The molecule which can be delivered by the composition of the invention is, without being limited, antimicrobial agent, antiparazitic, insecticide, therapeutic agent, chemotherapeutic agent, biological tools, diagnostic agent, peptide antibiotic, antiacne agent, mitotic, antimitotic, steroid, antihirsutism, agent for hair growth hormone, vitamin, antibiotic, antifungal, antiviral, nucleic acids (DNA, RNA, plasmids), proteins/peptides/aminoacids, lipids, sugars, glycoproteins, glycolipids, antisense oligonucleotides (ODNs), polyanionic macromolecules and derivatives, nucleic acids, ON's, DNA and RNA oligonucleotides, naked ODNs, vitamins, antibiotics, various macromolecules.

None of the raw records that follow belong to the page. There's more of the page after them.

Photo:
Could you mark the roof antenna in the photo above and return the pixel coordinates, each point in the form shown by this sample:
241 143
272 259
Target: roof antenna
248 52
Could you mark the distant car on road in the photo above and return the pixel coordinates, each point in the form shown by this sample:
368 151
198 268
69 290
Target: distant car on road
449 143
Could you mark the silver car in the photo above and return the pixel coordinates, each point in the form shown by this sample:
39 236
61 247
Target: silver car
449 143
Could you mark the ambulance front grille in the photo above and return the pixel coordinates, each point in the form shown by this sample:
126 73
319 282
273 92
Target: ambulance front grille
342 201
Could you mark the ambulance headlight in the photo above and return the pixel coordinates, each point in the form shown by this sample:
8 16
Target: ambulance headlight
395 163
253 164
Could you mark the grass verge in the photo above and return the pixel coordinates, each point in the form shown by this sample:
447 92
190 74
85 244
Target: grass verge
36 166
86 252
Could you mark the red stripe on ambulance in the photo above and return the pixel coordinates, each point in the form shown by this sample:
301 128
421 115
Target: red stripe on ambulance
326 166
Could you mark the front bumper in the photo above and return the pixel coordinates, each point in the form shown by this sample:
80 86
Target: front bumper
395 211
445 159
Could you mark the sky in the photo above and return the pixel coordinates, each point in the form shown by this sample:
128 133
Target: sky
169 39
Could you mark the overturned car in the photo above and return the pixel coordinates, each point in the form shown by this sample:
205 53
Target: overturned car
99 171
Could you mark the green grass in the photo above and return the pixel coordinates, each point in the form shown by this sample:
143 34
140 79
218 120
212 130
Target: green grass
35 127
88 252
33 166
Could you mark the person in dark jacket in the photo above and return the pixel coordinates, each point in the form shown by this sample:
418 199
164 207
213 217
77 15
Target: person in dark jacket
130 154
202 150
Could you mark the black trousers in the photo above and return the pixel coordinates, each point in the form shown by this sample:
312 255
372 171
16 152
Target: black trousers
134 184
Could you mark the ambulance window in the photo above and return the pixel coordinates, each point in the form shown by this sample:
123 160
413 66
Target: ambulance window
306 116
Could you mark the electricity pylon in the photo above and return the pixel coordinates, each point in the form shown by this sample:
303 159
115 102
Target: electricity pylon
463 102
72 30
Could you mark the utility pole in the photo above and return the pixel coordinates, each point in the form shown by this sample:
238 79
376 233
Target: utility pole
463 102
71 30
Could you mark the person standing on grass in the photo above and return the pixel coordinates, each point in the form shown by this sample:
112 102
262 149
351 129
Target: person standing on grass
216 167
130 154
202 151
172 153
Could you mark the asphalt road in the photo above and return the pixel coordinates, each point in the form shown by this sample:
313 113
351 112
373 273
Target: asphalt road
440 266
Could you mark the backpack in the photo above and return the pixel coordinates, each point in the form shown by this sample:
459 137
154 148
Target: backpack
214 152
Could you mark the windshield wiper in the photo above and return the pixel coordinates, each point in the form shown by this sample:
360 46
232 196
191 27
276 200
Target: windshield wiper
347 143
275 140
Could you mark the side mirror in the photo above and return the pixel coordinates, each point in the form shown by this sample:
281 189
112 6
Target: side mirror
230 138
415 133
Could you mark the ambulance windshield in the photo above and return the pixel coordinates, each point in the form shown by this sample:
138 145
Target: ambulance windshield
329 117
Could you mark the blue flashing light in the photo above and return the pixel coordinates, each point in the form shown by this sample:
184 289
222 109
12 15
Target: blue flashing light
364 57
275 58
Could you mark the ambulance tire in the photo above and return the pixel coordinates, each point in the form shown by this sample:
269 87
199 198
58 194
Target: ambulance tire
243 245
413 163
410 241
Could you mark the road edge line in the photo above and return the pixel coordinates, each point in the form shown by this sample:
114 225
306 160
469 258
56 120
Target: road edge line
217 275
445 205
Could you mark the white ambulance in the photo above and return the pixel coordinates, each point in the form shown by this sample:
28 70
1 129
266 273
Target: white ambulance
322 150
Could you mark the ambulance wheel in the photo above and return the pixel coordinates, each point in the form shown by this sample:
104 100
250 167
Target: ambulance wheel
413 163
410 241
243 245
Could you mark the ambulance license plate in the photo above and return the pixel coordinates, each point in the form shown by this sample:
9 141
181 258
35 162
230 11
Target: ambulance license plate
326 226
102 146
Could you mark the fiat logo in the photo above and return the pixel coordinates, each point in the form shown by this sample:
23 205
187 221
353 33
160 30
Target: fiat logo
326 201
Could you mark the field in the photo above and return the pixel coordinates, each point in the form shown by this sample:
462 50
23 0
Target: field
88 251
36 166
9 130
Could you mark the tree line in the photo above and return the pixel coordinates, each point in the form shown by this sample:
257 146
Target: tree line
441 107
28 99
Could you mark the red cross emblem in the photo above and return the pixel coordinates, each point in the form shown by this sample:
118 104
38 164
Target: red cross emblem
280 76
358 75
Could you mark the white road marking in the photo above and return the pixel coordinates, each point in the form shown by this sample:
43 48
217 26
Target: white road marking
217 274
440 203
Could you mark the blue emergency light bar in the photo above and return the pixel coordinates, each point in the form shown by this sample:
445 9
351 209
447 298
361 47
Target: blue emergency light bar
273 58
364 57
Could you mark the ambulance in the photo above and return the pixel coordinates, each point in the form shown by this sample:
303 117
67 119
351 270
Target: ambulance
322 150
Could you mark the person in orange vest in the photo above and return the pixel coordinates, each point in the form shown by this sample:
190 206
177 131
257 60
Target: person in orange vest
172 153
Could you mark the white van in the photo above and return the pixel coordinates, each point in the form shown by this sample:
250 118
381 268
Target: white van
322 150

As is shown in FIGS. 1-4 the compositions of the invention can effectively deliver molecules through membrane into the cell cytoplasm.

The composition can effectively deliver molecules to the nucleus of cells and/or other organelles as described in Example 1 in the Examples section.

The composition can effectively deliver molecules into microorganisms, microbes, pathogens and the like.

The compositions can be administered IP, IM SC Iv intratumor or interdermal. The composition may be in a form of solid, liquid spray, patch or semi liquid.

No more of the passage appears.